Before starting treadmill exercise, first check whether your body is 'ready to accept exercise.' In TKM, if you have a Spleen Deficiency (biheo) with weak Spleen and Stomach (biwi) function, exercise may not generate energy; instead, it can deplete your qi. I personally experienced dizziness and nausea when I just ran blindly in the beginning. Therefore, I recommend a time-based approach: Weeks 1–2 are the 'adaptation period' — focus on walking for 20–30 minutes, keeping your heart rate at a level where you are breathless but can still talk. The goal here is not intense exercise but to circulate internal Phlegm-Fluid (dameum), i.e., accumulated metabolic waste.
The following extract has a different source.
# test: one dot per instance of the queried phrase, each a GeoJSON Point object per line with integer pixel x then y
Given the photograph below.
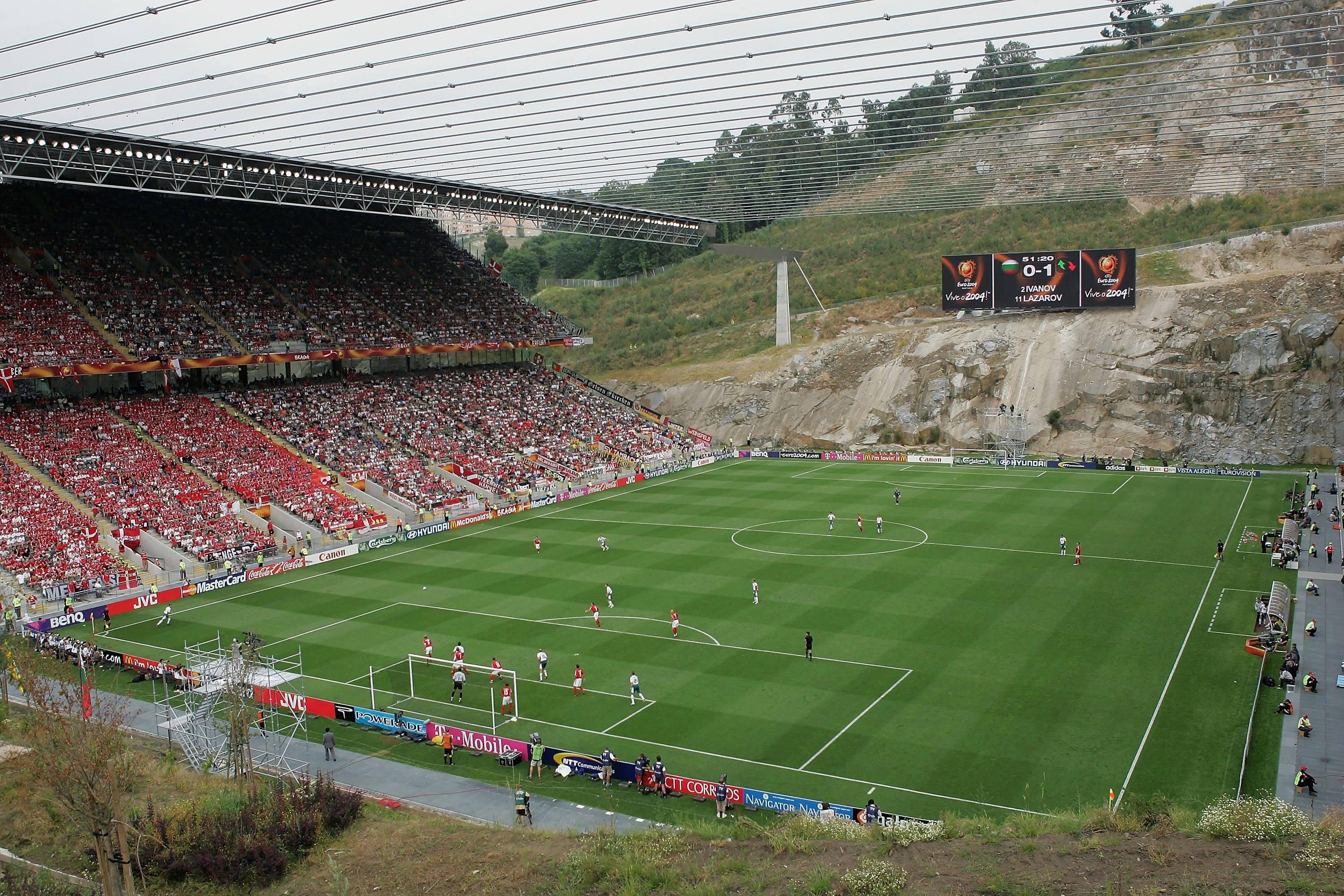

Weeks 3–4 are the 'acceleration period' — extend to 40–50 minutes and add intervals (3 minutes brisk walking + 1 minute light jogging). Many people start feeling lighter from this stage. After week 5, enter the 'stabilization period,' maintaining 4–5 sessions per week while combining supportive treatments such as herbal medicine or moxibustion (ttum) to speed up recovery from exercise fatigue. Especially for those with Spleen Deficiency (biheo) or Blood Stasis (eohyeol), weight loss through exercise alone is often slow; when Spleen-strengthening treatments are added, results become more stable. In a Korean medicine clinic, pulse diagnosis (maekjin) and tongue diagnosis (seoljin) are used to assess your current constitutional state, and the exercise intensity and concurrent treatment plan are individually adjusted.